# Aloha From Hawaii!



## Mark B. (Jan 12, 2010)

Hey, fellow archers & bowhunters! 

Just coming in to introduce myself and look around the site. :smile: 

I was born & raised on Maui, Hawaii. Been involved in archery since 1990, took some time off to heal up a shoulder injury, and now am back in with gusto! 

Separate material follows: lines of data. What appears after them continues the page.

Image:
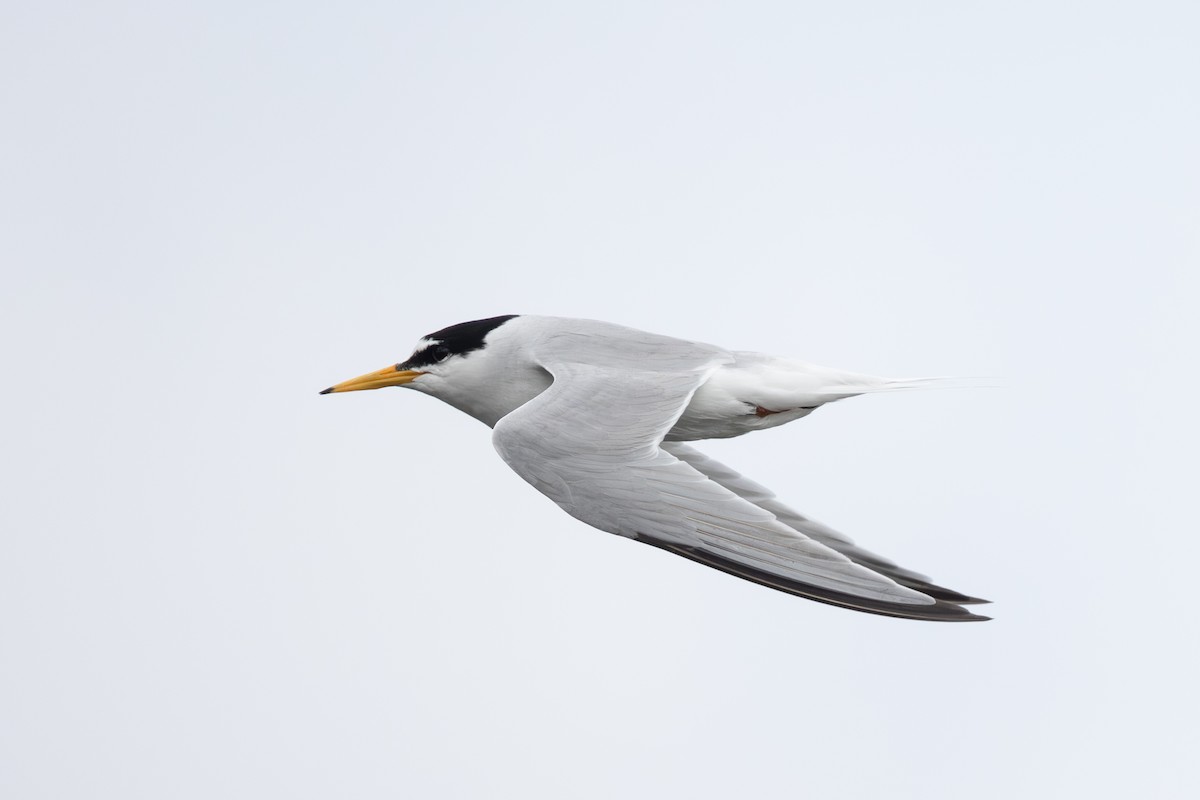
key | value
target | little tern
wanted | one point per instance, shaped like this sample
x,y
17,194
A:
x,y
595,416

Looking forward to meeting you all online and hopefully face-to-face! :teeth:


----------



## mavmike72 (Dec 17, 2009)

Welcome


----------



## 96720 (May 31, 2007)

*Welcome*

Welcome, glad to see more guys from Hawaii on AT! Howzit going on Maui?


----------



## Tim Roberts (Jul 13, 2002)

:wav: :yo: *G'day.*







to *Archery Talk* Mark B. Have fun here.


----------



## wicked1Joe (May 19, 2009)

:wav:
Welcome to AT


----------



## Mark B. (Jan 12, 2010)

96720 said:


> Welcome, glad to see more guys from Hawaii on AT! Howzit going on Maui?

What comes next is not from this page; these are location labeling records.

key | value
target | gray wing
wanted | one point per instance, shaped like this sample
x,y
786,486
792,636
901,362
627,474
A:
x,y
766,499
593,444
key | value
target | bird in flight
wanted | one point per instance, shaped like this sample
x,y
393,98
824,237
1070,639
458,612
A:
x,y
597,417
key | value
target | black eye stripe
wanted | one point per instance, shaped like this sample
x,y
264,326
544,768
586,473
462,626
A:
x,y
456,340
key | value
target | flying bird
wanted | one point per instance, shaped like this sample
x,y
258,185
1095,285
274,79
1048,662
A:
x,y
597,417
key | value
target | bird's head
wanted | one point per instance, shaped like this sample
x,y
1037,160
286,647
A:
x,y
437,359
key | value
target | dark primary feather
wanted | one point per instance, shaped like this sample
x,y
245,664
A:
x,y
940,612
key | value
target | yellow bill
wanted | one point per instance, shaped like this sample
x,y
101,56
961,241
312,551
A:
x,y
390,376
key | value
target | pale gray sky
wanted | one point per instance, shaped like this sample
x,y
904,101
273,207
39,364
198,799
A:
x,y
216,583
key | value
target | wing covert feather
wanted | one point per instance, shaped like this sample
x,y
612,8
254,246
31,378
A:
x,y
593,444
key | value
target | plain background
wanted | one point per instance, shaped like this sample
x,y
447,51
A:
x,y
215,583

Pretty good! Tons of Axis deer!!!


----------



## Mark B. (Jan 12, 2010)

Hey, thanks for all the welcomes, guys!!! Wow, even from Australia!!! :mg: G'day to ya, too, mate!


----------



## islandhuntah (Sep 21, 2009)

ALOHA! originaly born and raised on oahu, ewa beach now in ohio, welcome to A.T!


----------



## rycountryboy (Feb 21, 2008)

:welcome: to AT


----------